WASHINGTON — In the primary vote Tuesday for South Carolina's open congressional seat, Republican candidates aren't gunning to win. They're playing for second place.
Former Gov. Mark Sanford, the clear frontrunner for weeks, is expected to take the largest slice of votes in a 16-person-deep Republican primary field, and he will likely do so by a commanding margin: His share could approach 40 percent, according to the latest internal polls conducted by two competitors.
But with anything less than 50 percent of the vote, Sanford will be thrown into a two-week-long runoff race with the candidate who earned the next-greatest share of votes.
And the second-place primary finisher holds a special place in South Carolina politics lore.
Indeed, Sanford himself started his career in national politics in second place, in the 1994 Republican primary race for the same congressional seat. In the runoff contest two weeks later, Sanford turned around to best the former frontrunner, Van Hipp Jr., by four points.
More recently, in 2012, former South Carolina Lt. Gov. Andre Bauer bested a deep Republican primary field in the primary for the seventh congressional district, but he didn't take 50 percent of the vote. That left an opening for then-Horry County Council Chairman Tom Rice, who took second place in the first vote, to burnish his standing and win the runoff — and, ultimately, a seat in Congress.

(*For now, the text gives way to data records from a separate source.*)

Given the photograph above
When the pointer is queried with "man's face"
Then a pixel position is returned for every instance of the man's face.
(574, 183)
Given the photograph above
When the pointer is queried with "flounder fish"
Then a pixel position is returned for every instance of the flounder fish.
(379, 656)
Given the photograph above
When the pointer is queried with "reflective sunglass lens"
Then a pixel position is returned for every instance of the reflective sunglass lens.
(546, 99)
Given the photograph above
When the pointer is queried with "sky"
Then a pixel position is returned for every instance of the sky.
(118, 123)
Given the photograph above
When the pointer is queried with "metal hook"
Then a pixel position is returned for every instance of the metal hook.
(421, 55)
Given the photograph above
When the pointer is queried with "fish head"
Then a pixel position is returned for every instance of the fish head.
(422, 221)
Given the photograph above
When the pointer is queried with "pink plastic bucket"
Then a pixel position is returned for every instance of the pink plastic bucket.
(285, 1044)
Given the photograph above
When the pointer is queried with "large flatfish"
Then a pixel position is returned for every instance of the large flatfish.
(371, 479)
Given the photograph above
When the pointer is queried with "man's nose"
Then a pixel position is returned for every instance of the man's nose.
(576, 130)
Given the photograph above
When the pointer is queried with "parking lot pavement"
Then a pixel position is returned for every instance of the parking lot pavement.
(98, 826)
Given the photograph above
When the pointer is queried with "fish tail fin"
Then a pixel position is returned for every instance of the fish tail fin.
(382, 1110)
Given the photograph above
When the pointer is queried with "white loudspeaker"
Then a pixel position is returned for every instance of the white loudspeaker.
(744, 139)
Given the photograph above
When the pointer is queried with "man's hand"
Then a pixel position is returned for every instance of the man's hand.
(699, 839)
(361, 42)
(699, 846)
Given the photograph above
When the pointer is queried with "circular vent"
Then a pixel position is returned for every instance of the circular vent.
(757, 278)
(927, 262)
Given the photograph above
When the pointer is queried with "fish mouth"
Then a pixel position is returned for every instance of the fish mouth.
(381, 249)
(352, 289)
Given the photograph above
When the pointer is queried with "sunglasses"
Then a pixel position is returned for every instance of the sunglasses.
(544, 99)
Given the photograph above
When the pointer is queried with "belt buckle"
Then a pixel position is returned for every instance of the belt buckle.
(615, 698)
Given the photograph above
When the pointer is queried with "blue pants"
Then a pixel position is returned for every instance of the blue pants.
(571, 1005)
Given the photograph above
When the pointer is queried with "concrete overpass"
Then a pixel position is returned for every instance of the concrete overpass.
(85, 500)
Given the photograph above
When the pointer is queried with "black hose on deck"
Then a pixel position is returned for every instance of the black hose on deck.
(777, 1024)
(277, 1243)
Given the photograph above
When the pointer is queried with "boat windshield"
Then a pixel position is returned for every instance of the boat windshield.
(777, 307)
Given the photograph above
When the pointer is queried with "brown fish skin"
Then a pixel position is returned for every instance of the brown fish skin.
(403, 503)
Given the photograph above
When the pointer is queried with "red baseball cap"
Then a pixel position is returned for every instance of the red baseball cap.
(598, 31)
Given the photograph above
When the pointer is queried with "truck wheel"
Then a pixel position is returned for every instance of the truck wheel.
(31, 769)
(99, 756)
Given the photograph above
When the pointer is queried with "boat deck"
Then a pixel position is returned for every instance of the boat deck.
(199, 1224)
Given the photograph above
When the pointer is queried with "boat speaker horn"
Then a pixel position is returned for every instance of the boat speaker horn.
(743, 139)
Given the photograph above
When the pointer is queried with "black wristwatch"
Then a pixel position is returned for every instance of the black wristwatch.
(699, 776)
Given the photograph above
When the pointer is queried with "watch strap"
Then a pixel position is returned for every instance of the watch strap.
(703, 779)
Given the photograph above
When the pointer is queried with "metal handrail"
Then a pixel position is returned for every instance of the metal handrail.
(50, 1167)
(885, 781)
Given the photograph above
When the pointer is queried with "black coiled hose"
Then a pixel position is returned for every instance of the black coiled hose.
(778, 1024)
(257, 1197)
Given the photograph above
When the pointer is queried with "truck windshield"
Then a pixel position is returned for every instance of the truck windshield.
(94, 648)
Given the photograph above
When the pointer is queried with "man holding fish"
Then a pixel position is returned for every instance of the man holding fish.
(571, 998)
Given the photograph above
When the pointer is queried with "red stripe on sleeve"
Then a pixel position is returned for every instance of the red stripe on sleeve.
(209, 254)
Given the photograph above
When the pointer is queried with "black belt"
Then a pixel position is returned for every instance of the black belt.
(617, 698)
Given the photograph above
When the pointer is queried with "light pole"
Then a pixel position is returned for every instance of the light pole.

Bauer's flameout was attributed in part to his high unfavorables among voters, who spread out their opposition during the wider primary, but were then able to channel it into support for Rice in the runoff.
Sanford could face a similar problem.
"In this case, there might be some anti-Mark Sanford votes based on what he did, and those votes, they're not going to turn around and go to a runoff poll and vote for Mark Sanford when they voted against him before," said Rep. Jeff Duncan, a South Carolina Republican.
Duncan would know: He posted an unlikely victory in a Republican primary race in 2010, when he turned a second-place finish in the first vote into victory in the subsequent runoff.
"A lot of the times, the person who comes in second ends up winning," Duncan said as he stood on the steps of the Capitol after a House vote Tuesday. "I'm an example of that. And I'm glad to be here."